Forty minutes later, and with less than twenty minutes before show time, he returned and handed me a cup of coffee about the size of a California redwood tree. I thanked him profusely and took the lid off to let it cool down a bit. My students told me later that my eyes and tongue looked like Wiley Coyote about ready to pounce on the Road Runner. I put the coffee down on top of the hot line counter and started prepping the other items from the store. Jeff walked in the kitchen. “Whose coffee is this?” I reply nervously, with a quivering, “Mine chef.” I see where this is heading. “Get rid of it now,” he says as he walks past me. My students stare at me with shock, horror, and disbelief. They are feeling my pain. “Yes, chef,” I croak, failing to sound strong and brave. I hadn’t even had one sip!
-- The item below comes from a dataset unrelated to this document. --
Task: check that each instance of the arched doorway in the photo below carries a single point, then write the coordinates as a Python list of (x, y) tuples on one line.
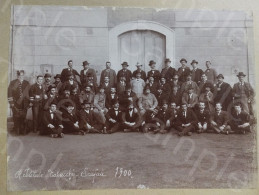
[(142, 46), (146, 32)]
Now, he was right of course. We had young ladies ages 13 to 15 serving with full-size trays. If one of them had knocked the coffee over the food the entire hot line would have been ruined.
Later my students told me that they knew that I was asking myself:
1. Is it illegal?
2. Is it immoral?
3. Is it dangerous?
I didn’t question the order to throw out the coffee. I wouldn’t think to question it. Jeff was the chef for that event, not me. I can’t require my students to do something that I wouldn’t do.
There is no "team" in "chef" Saying “Yes, chef” is just part of that equation. Like the captain of a ship, or an aircraft pilot, the buck has to stop somewhere. If the buck stops with the chef, then the chef must have the authority and power to make sure that things are done her or his way.
What did I learn from the experience with Chef Jeff? I learned that any chef worth his or her kosher salt, when not in charge of the kitchen, will say “Yes, chef.” That is what you as a chef expect in your kitchen, and it's what I teach my students.
I learned one more thing: Never to forget the travel mug of coffee.